Retail on the brink as social distancing bites
Covid-19 will impact sectors in different ways. Retail and hospitality are dependent on state aid for survival, while the logistics sector faces supply chain reconfigurations. James Wallace examines the emerging sector-specific picture ➠
It remains unknowable how exactly
the impact of the coronavirus will play out. Its impact across societies, economies and sectors is practically impossible to forecast. Models which produce probabilities disguise uncertainty and often, like now, are based on shifting sands, assumptions in constant state of flux. However, beyond the scenario forecasting, we can envisage how, where and why the coronavirus will hit real estate sectors in different ways. In this article, we look at the impact on key sectors.
Retail, leisure and hospitality
Retailers have faced unprecedented disruption in the last decade, as structural and cyclical drivers have imposed a Darwinian environment of ‘survival of the fittest’ on the sector. In the wake of the Covid-19 pandemic, many stores and restaurants have shut indefinitely. More brands will permanently close this year. Net operating income (NOI) will fall drastically over the next month across the retail sector, with short-term rental concessions only granted by cash-stable landlords and reinforced by government protective measures.

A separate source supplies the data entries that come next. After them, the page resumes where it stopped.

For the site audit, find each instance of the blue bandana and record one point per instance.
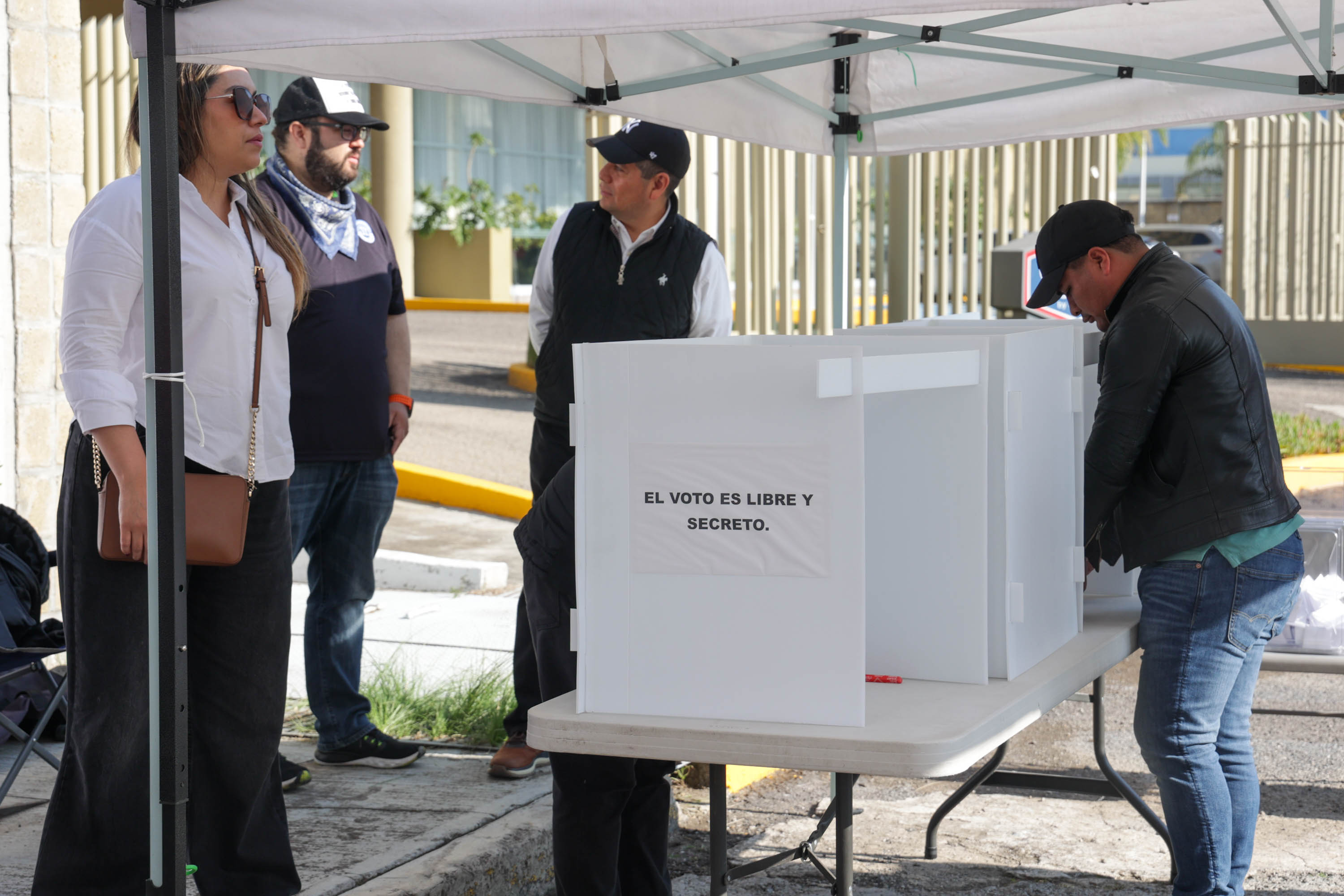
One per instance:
(330, 221)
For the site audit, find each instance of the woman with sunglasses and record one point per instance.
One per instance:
(96, 837)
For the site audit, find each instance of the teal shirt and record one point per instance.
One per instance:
(1240, 547)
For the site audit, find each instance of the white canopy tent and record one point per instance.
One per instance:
(843, 77)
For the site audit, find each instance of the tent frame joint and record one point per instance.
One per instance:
(1310, 85)
(849, 124)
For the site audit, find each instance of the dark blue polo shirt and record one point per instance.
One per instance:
(338, 345)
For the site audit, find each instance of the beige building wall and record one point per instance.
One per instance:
(45, 197)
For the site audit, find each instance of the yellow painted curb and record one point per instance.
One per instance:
(1319, 369)
(1314, 470)
(740, 777)
(463, 306)
(453, 489)
(522, 378)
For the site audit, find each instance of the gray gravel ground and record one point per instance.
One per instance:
(1003, 841)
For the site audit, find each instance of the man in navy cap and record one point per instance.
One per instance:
(1183, 477)
(624, 268)
(350, 405)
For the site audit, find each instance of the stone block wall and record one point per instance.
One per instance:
(46, 162)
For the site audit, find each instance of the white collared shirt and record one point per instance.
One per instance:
(103, 328)
(711, 303)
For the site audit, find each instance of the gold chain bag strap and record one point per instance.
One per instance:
(217, 505)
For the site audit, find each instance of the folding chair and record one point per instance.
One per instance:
(19, 661)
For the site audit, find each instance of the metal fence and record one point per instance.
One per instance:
(1284, 209)
(109, 78)
(921, 226)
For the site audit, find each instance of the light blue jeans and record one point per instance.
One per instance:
(1203, 632)
(338, 511)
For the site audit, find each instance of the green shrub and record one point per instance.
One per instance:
(468, 710)
(1303, 435)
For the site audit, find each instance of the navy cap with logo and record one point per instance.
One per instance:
(1070, 234)
(323, 99)
(646, 142)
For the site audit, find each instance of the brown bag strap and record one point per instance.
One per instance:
(263, 318)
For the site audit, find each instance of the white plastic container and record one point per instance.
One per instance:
(1316, 624)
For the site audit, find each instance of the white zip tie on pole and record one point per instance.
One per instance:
(181, 377)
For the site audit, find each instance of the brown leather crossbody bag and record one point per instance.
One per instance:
(217, 505)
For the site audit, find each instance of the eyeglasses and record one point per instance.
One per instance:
(245, 101)
(347, 132)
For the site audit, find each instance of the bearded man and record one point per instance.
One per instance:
(350, 405)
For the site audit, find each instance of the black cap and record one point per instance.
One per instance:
(646, 142)
(319, 97)
(1070, 234)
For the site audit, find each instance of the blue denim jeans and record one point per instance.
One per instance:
(338, 512)
(1203, 632)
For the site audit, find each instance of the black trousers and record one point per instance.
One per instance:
(96, 840)
(550, 450)
(611, 814)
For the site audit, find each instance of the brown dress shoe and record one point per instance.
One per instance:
(515, 759)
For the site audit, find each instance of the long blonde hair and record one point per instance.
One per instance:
(194, 82)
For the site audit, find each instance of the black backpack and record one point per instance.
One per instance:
(25, 578)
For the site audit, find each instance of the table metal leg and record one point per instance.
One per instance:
(1113, 777)
(961, 793)
(718, 831)
(1113, 786)
(844, 835)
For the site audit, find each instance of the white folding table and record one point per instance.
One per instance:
(914, 730)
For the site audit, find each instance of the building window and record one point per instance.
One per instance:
(529, 146)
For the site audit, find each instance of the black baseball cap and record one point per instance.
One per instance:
(1070, 234)
(646, 142)
(319, 97)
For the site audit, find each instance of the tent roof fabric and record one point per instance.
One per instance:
(1194, 61)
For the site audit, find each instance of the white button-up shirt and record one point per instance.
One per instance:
(103, 328)
(711, 303)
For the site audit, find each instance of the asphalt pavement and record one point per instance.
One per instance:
(468, 420)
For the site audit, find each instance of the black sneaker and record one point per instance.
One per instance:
(374, 750)
(292, 774)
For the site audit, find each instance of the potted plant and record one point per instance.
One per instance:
(468, 246)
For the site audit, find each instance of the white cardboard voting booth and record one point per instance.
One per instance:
(722, 481)
(889, 501)
(1034, 482)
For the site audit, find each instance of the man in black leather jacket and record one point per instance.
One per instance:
(1183, 477)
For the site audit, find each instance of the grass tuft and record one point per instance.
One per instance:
(465, 710)
(1303, 435)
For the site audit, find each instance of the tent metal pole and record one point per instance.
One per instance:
(534, 66)
(166, 542)
(956, 34)
(1295, 37)
(840, 233)
(1326, 46)
(839, 193)
(728, 62)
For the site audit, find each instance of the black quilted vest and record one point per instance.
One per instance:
(599, 303)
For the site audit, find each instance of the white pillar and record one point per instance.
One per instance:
(393, 163)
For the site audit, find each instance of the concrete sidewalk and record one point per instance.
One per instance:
(351, 828)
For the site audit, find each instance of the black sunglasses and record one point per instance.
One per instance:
(347, 132)
(245, 101)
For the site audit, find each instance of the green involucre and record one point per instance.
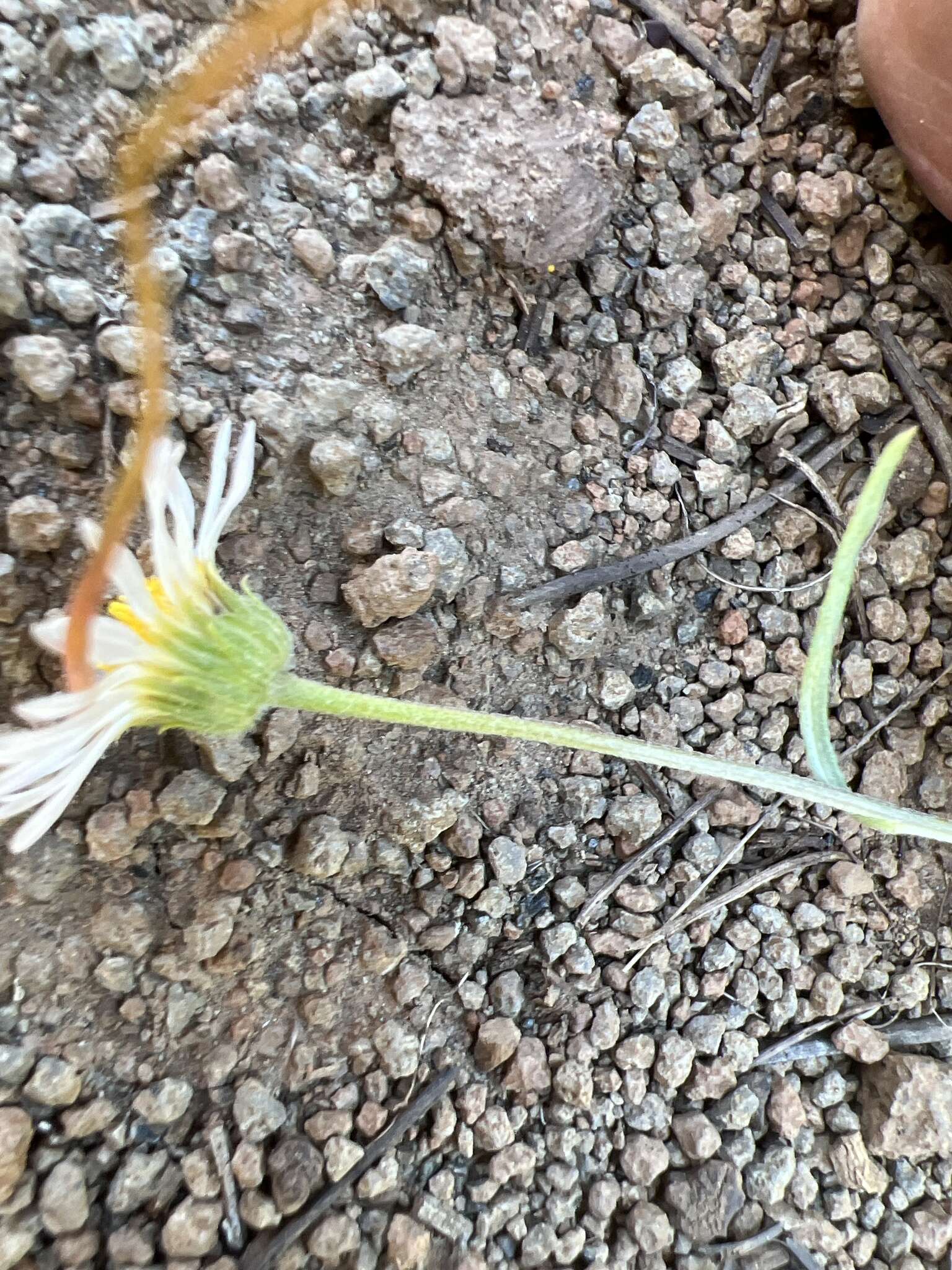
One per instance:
(219, 668)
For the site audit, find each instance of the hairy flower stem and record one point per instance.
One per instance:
(320, 699)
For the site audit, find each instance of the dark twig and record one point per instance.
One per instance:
(801, 1255)
(774, 1052)
(685, 915)
(232, 1226)
(694, 45)
(908, 379)
(628, 868)
(782, 221)
(936, 281)
(763, 74)
(265, 1250)
(591, 579)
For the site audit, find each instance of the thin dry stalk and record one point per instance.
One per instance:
(628, 868)
(234, 58)
(684, 915)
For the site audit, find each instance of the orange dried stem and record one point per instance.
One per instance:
(229, 63)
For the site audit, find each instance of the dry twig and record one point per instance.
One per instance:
(763, 73)
(772, 1053)
(658, 558)
(694, 45)
(782, 221)
(266, 1249)
(232, 1226)
(904, 1034)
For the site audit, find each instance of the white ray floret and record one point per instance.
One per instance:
(145, 651)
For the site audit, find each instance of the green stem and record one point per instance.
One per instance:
(319, 698)
(814, 703)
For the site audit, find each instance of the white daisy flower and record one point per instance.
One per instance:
(180, 649)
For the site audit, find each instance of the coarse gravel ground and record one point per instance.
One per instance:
(260, 950)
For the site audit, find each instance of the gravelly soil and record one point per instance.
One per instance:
(498, 288)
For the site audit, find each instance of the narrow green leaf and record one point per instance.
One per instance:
(814, 703)
(323, 699)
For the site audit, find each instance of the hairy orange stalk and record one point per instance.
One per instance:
(232, 59)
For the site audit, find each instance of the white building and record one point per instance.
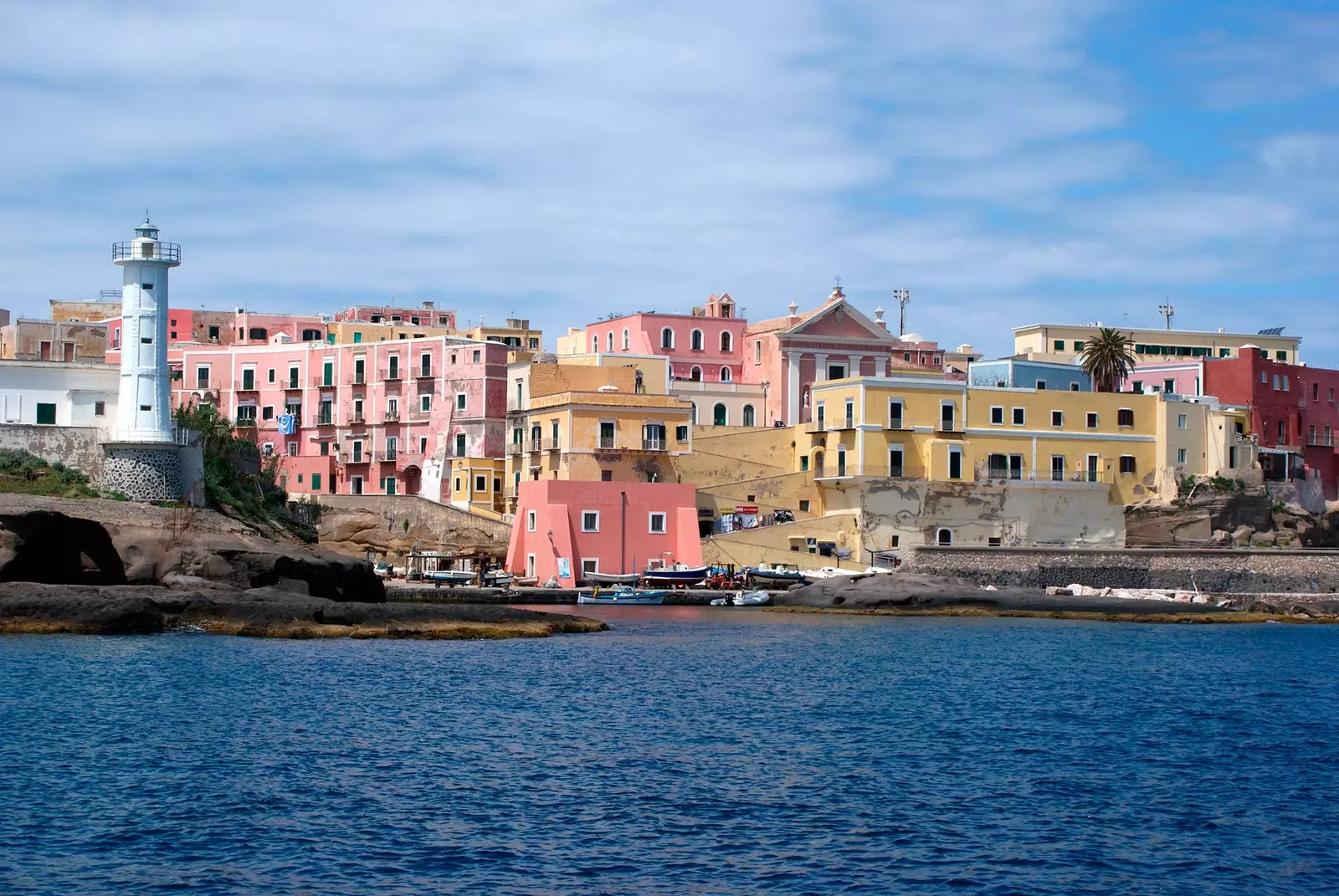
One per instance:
(44, 392)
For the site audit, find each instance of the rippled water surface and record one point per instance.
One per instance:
(686, 751)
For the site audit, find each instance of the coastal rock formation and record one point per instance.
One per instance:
(261, 612)
(110, 543)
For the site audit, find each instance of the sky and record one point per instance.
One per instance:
(1006, 161)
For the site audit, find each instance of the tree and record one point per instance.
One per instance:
(1108, 358)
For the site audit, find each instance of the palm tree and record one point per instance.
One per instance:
(1108, 358)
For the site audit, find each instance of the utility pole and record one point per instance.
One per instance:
(1167, 311)
(903, 298)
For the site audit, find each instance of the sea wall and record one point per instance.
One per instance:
(1212, 571)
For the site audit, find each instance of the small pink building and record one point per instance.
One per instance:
(428, 315)
(358, 418)
(567, 528)
(705, 346)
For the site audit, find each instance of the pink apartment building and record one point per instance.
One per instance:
(785, 356)
(567, 528)
(359, 418)
(426, 315)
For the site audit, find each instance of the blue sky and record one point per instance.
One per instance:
(1008, 161)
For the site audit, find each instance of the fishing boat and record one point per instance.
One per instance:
(450, 576)
(785, 573)
(611, 579)
(675, 575)
(629, 596)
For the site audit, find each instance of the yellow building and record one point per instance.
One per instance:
(587, 422)
(950, 432)
(1065, 342)
(477, 485)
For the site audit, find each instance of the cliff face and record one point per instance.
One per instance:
(110, 543)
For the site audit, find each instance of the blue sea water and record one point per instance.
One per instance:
(685, 751)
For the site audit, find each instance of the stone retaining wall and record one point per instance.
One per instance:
(1211, 571)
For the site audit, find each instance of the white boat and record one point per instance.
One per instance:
(624, 596)
(450, 576)
(611, 577)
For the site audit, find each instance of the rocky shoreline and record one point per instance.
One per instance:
(912, 593)
(106, 566)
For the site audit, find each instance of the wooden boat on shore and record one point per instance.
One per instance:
(624, 596)
(611, 577)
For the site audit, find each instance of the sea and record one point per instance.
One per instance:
(686, 750)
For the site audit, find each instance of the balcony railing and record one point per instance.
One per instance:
(154, 249)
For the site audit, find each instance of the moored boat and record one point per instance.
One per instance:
(628, 596)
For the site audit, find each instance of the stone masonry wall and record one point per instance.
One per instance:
(1211, 571)
(75, 446)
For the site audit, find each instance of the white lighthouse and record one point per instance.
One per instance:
(144, 414)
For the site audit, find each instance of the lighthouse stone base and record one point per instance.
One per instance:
(144, 472)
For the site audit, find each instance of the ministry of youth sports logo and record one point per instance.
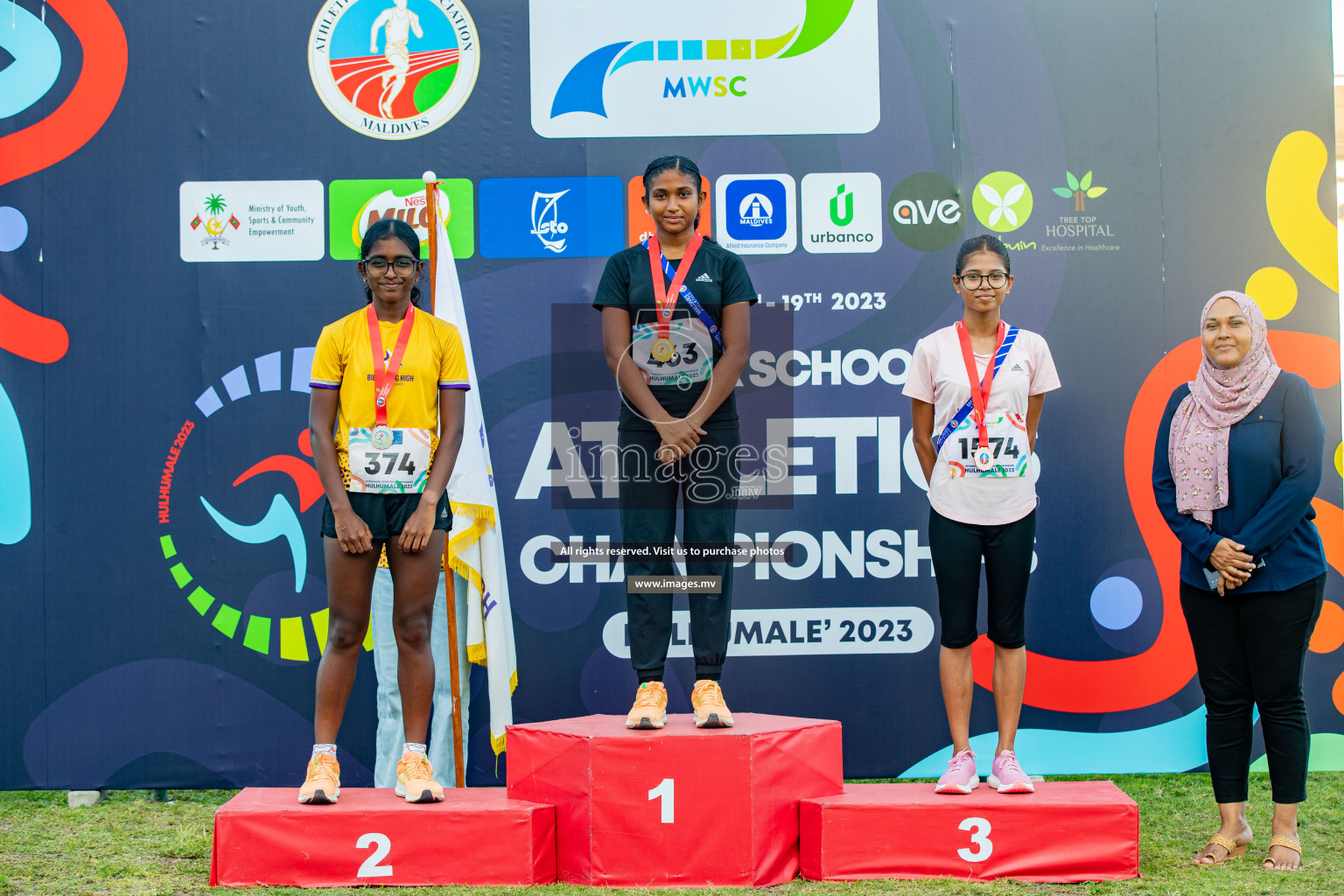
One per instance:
(394, 69)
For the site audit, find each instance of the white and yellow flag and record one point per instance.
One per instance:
(476, 544)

The strain across the sectors is uneven: occupiers forced to shut – such as shopping centres, restaurants, pubs, gyms and cinemas – are most severely affected, while essential retailers providing critical products and services – such as supermarkets, pharmaceutical stores,
and food delivery services – are thriving. Consequently, retail parks, anchored by large supermarkets, are comparatively less impacted. ‘Vulture investment will become focused on grocery-led assets and retail parks,’ predicts Alice Breheny, global head of research at Nuveen Real Estate. ‘Retailers that are able to mobilise strong online supply chains will have a much-needed lifeline to their business model and profitability. Companies without an online channel like Primark, for example, are in a more compromised position.’
However, evidence of the impact on valuations will likely be delayed as asset valuations will not take place over the next month and open-ended funds in markets such as the UK have already suspended redemptions. ‘Many retail businesses will be dependent on government support to survive,’ says Chris Urwin, director of research - real assets, at Aviva Investors.
However, the same is true for some landlords, who were vulnerable prior to the Covid-19 pandemic, such as Intu. ‘While non-discretionary retailers such as grocers and pharmacies may be less affected by the severe drop in demand, most retailers are likely to experience a decline in footfall, supply-chain disruptions and difficulties in staffing stores in the months ahead,’ adds Urwin. ‘Many retailers are unlikely to make their rent payments in a timely manner and, absent government support, some could go out of business.’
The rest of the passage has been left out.